Vladimer mengatakan itu dengan tenang dan sungguh-sungguh. Dan itu membuat Angella merasa malu.

Angella merasa semakin memerah ketika Vladimer menciumnya dengan lembut sambil terus memandangi matanya.

Mata Vladimer menatap lekat-lekat wajah Angella yang memerah. Ia tersenyum pada Angella yang juga menatap wajahnya dari jarak yang sangat dekat.

“Aku harus mengucapkan terima kasih karena engkau telah mengundang anak-anak Panti Asuhan Gabriel ke mari,” kata Angella mengganti topik.

“Rupanya engkau memang pandai mengalihkan perhatian orang,” kata Vladimer sambil tersenyum yang membuat jantung Angella berdebar semakin kencang, “Aku tahu engkau meminta upacara pernikahan kita itu tidak dilakukan di gereja samping rumahmu melainkan di Gereja St. Augustine itu karena anak-anak itu.”

“Bagaimana engkau mengetahuinya?” tany Angella keheranan.

“Karena sikapmu yang penuh perhatian itu,” kata Vladimer sambil tersenyum.

Sejak awal, Vladimer telah mengetahui Angella meminta upacara itu dilakukan di Gereja St. Augustine karena anak-anak Panti Asuhan Gabriel.

Angella ingin agar setiap orang yang diundang ke upacara yang suci itu mengetahui keadaan Panti Asuhan Gabriel dan membantu Panti Asuhan itu.

“Aku masih ingat Nanny sangat senang hingga menangis ketika Oscar dan Frederick mengatakan kita akan segera menikah,” kata Angella, “Tadi Charlie juga tampak senang, sayang aku tidak melihat Jenny dan Earl of Wicklow.”

“Semua orang juga senang, Angella.”

“Menurutmu, bagaimana kabar mereka?”

“Mereka pasti baik-baik saja, Angella.

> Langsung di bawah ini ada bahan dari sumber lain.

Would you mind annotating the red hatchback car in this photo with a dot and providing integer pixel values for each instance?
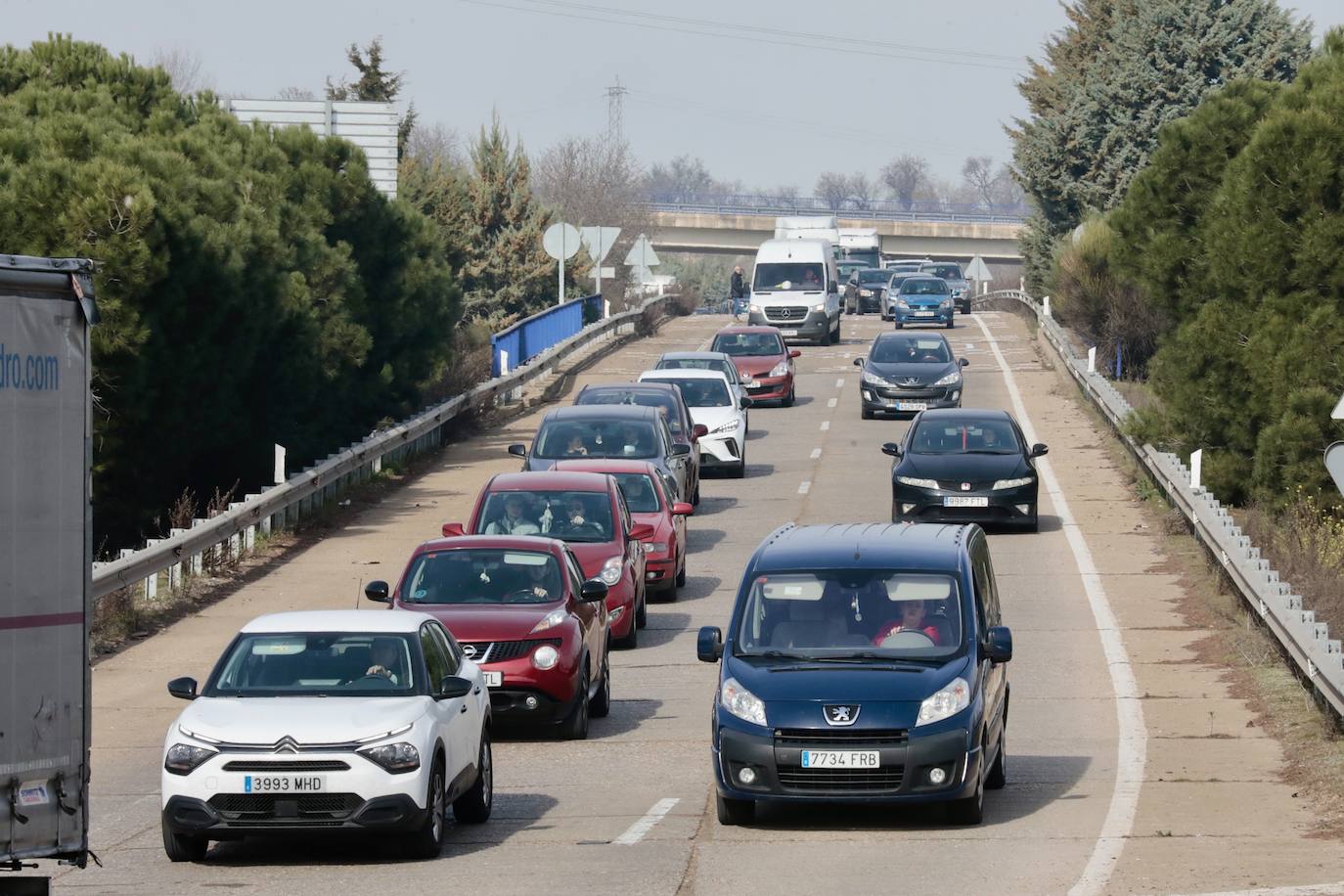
(764, 362)
(523, 611)
(589, 514)
(648, 495)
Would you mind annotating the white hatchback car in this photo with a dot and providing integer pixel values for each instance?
(714, 403)
(330, 720)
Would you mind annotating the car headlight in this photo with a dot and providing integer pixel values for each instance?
(1012, 484)
(944, 704)
(397, 758)
(742, 702)
(917, 482)
(183, 759)
(611, 571)
(550, 621)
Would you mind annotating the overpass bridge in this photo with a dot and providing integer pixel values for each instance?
(739, 225)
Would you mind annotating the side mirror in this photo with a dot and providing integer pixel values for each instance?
(183, 688)
(377, 591)
(999, 644)
(708, 644)
(593, 590)
(453, 687)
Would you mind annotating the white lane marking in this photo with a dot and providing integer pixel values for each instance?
(1132, 748)
(636, 831)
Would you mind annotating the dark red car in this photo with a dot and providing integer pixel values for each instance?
(764, 363)
(648, 495)
(589, 514)
(523, 611)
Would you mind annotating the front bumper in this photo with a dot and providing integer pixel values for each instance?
(906, 759)
(890, 399)
(1006, 507)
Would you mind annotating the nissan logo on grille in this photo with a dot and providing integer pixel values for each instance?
(840, 715)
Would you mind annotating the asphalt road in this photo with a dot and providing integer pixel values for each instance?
(1132, 769)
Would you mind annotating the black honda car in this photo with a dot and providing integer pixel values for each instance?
(909, 373)
(963, 465)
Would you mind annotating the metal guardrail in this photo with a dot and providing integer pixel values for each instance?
(233, 532)
(1308, 643)
(874, 209)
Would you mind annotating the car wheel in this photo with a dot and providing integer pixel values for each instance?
(998, 776)
(575, 724)
(601, 705)
(734, 812)
(427, 841)
(473, 808)
(183, 848)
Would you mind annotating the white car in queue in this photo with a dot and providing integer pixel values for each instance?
(330, 720)
(714, 403)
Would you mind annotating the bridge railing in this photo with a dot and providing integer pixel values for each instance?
(226, 538)
(874, 209)
(1319, 658)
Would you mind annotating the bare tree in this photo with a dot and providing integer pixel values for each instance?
(904, 177)
(183, 67)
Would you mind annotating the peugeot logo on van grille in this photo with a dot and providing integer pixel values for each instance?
(840, 715)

Engkau tidak perlu khawatir, mereka pasti juga datang tetapi engkau tidak melihatnya.”

“Aku bahagia sekali…, Vladimer, hingga aku… takut semua ini… hanya mimpi,” kata Angella perlahan.

“Ini bukan mimpi, Angella,” kata Vladimer sambil mempererat pelukannya kemudian ia mencium Angella lagi.

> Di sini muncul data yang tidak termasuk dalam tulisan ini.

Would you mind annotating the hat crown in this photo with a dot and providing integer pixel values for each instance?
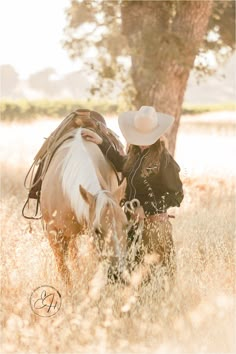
(145, 120)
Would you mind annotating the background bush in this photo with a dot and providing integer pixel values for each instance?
(27, 110)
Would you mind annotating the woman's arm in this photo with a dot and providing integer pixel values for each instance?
(171, 188)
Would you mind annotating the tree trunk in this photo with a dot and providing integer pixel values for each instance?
(161, 63)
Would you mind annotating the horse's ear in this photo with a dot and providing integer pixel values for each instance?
(119, 193)
(87, 196)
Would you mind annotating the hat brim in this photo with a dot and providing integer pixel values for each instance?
(135, 137)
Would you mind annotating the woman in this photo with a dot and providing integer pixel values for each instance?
(152, 178)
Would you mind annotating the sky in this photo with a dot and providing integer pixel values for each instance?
(31, 32)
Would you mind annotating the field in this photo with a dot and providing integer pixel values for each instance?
(196, 316)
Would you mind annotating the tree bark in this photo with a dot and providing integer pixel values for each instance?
(164, 38)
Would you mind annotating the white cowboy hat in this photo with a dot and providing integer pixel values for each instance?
(144, 127)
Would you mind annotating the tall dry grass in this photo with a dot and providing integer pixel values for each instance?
(195, 316)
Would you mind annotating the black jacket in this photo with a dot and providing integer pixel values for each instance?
(157, 191)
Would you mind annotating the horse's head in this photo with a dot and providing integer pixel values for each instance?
(108, 224)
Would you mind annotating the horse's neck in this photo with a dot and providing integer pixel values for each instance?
(79, 168)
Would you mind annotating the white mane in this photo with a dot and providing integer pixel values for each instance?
(78, 168)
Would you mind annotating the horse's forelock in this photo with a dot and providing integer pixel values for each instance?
(103, 200)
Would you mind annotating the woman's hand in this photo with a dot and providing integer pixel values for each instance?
(89, 135)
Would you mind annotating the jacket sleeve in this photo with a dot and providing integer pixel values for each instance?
(171, 186)
(112, 155)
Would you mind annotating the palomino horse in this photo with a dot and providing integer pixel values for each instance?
(80, 192)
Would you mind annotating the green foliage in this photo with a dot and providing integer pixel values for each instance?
(30, 110)
(100, 25)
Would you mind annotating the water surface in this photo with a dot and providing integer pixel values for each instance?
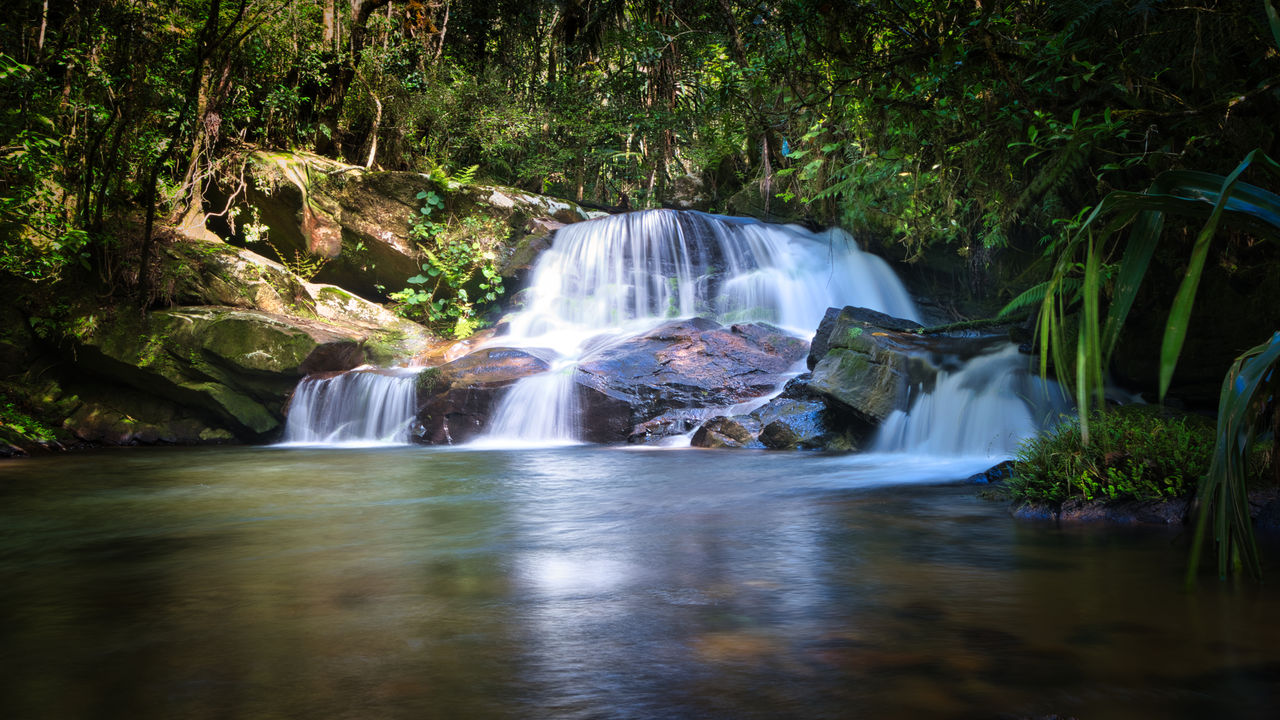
(588, 582)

Angella merasakan sesuatu yang aneh, yang tidak pernah dirasakannya sebelumnya menjalari tubuhnya ketika Vladimer menciumnya.

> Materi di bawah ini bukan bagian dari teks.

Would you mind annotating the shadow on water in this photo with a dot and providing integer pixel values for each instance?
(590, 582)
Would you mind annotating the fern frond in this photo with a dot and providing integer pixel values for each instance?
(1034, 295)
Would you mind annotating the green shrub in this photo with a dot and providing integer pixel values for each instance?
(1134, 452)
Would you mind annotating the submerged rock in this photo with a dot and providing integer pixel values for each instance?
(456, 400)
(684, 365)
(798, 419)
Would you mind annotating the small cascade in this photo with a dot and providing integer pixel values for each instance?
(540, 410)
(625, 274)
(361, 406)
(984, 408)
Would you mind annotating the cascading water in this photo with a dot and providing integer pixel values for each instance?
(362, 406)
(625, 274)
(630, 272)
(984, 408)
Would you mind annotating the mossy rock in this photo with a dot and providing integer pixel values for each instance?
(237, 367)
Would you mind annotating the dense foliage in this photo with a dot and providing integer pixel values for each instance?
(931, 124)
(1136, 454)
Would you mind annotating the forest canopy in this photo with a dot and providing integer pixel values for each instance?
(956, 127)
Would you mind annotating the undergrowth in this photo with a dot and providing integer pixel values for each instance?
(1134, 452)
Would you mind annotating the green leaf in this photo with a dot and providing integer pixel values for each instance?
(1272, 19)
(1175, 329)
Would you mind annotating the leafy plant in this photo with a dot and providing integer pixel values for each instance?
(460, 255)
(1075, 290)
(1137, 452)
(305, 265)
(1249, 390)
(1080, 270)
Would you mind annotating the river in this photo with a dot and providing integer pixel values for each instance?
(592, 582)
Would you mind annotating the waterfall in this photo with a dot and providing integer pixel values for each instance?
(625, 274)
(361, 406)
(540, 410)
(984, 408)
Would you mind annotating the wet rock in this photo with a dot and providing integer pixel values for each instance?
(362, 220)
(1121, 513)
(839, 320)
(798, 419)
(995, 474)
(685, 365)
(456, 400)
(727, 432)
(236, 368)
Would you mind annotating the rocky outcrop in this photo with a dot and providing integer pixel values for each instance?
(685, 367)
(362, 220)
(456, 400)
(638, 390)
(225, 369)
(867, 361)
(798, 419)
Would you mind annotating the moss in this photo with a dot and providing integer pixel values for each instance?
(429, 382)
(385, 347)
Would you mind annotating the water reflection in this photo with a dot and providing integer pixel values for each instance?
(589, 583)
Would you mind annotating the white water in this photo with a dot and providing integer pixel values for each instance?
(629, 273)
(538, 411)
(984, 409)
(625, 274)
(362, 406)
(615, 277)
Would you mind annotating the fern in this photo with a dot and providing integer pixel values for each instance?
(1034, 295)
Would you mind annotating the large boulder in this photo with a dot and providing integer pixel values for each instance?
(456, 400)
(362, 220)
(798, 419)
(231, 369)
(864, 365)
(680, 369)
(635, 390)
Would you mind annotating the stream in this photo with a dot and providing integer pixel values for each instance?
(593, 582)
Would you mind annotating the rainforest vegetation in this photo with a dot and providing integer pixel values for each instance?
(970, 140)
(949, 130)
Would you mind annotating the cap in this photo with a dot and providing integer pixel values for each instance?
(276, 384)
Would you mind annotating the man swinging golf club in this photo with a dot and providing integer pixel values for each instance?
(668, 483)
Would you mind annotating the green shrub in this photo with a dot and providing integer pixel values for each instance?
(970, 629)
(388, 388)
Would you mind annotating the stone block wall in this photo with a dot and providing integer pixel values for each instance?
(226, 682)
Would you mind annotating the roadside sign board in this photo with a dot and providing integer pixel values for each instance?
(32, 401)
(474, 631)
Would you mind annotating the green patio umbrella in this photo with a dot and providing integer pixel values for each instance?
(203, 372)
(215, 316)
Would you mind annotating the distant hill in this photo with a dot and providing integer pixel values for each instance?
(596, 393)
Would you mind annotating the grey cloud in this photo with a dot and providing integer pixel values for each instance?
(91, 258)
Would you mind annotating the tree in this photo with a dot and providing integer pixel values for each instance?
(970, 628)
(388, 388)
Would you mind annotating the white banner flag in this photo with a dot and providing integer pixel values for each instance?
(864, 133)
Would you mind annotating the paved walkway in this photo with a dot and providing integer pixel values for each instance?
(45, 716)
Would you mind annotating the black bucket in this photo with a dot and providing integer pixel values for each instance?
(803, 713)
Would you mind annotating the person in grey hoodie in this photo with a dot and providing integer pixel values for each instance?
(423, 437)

“Aku… mencintaimu,” bisik Angella.

“Sebaiknya aku membawamu masuk sekarang juga daripada nanti kedua saudaramu memarahiku karena engkau sakit,” kata Vladimer sambil membopong Angella.

Angella tersenyum. Dia tahu Vladimer akan membawanya masuk ke dalam kebahagiaan yang tiada batasnya dan tiada orang lain selain mereka berdua. Kebahagiaan abadi yang selalu diidamkannya.